Scratches

Comments on life, the universe and everything from an aging Sixties survivor.

Name:
Location: Massachusetts, United States

Ummm, isn't "about me" part of the point of the blog?

Tuesday, April 06, 2010

The uses of social history

Every spring for the last 39 years, I have fluctuated wildly from hope to despair in this seaside town sticking out into the ocean. Hope is represented by the seductively mild temperatures that prevail from about 8 a.m. until noon, when the temperature often gets well up into the 60s. Despair takes over when the sea breeze sets in, soon after noon in the spring, and plunges the temperatures down to the lower 50s or worse.

From my spouse's perspective, this was once a blessing. Each spring, in a triumph of hope over experience, my late mother would trek down from central New Hampshire for a few days under the illusion that it was going to be warm here. Between the sea breeze and the ice that prevailed between the two women, it was never warm.

We wonders, yes we does, why the 19th century Yankees pitched upon these rocky outcroppings, uninviting ten months of the year, as places to build summer retreats. The chief answer, evidently, is equus urbanicus.

In the 19th century, when there were neither electric trolleys, motorcars, nor air conditioned houses, the daily scrapings of horse manure from Boston streets alone measured in the many tons. Do a little math to figure what New York was like. If you're city raised, you may not appreciate the olfactory effect that happens when one raises even a ton or two of animal manure to 90 degrees F. for a few hours, every day, for a couple of months. Cities, then, were literally full of shit. Worse, abuse of draught animals was widespread (that's why the SPCA got started, duh!) and it wasn't uncommon for horses to die in harness. Their socially unconscious owners would simply unhitch the carcass, shove it to the gutter (or not), and leave it to decay and to carrion feeders. Oh, add to that the odour of the Great Unwashed when they really were unwashed. No, cities were not places the gently raised preferred to spend their summers.

Against that backdrop, freezing ocean water, sea breezes that are pure cheats in every month but July and August, and "beaches" comprised of tennis ball sized rocks probably seemed like a garden of earthly delights.

3 Comments:

Blogger malevolent andrea said...

Hey, I like your rocky beach! It's pretty and I can buy sandwiches there and the restrooms are convenient. :-) *Our* beach actually does smell like shit at low tide. (You'd think they'd have fixed the algae problem by now, but no.)

1:32 am  
Blogger Uncle said...

(Ms. M-A left this comment last night. I published it this morning, and Blogger.com promptly swept it out to sea. So here it is again.

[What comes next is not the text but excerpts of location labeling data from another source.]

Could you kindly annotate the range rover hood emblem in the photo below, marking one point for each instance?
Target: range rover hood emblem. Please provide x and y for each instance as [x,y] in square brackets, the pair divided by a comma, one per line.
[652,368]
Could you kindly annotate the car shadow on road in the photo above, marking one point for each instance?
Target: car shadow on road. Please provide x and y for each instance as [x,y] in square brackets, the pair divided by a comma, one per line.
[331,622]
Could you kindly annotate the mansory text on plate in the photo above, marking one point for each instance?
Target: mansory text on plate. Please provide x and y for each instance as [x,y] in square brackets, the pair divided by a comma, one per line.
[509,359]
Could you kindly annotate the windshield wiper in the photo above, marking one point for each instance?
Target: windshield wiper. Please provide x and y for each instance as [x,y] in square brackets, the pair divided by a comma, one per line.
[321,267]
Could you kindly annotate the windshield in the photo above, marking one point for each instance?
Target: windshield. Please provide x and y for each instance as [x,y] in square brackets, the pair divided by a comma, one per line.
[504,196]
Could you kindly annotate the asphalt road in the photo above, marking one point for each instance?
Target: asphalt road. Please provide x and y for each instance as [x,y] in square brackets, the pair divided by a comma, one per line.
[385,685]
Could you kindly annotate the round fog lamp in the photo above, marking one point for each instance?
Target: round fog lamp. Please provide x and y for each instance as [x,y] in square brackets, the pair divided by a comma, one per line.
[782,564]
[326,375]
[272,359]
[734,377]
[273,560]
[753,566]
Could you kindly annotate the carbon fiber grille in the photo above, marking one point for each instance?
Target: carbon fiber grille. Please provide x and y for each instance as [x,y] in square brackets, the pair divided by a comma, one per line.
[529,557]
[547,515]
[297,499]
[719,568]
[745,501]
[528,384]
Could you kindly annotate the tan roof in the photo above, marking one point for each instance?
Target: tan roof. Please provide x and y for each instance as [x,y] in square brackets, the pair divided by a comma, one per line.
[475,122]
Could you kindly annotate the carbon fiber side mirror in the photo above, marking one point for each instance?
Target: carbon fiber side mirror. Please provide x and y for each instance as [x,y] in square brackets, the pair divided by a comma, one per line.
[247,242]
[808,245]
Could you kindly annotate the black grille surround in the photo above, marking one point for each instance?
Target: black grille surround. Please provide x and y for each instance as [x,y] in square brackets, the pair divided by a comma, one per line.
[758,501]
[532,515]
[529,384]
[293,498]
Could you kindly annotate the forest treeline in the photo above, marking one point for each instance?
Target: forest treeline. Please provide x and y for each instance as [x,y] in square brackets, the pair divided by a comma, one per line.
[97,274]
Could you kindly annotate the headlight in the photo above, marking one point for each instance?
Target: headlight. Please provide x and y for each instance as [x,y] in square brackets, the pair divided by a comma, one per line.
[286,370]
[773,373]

malevolent andrea has left a new comment on your post "The uses of social history":

Hey, I like your rocky beach! It's pretty and I can buy sandwiches there and the restrooms are convenient. :-) *Our* beach actually does smell like shit at low tide. (You'd think they'd have fixed the algae problem by now, but no.)

12:25 am  
Blogger Uncle said...

Now of course it shows up. Go figure.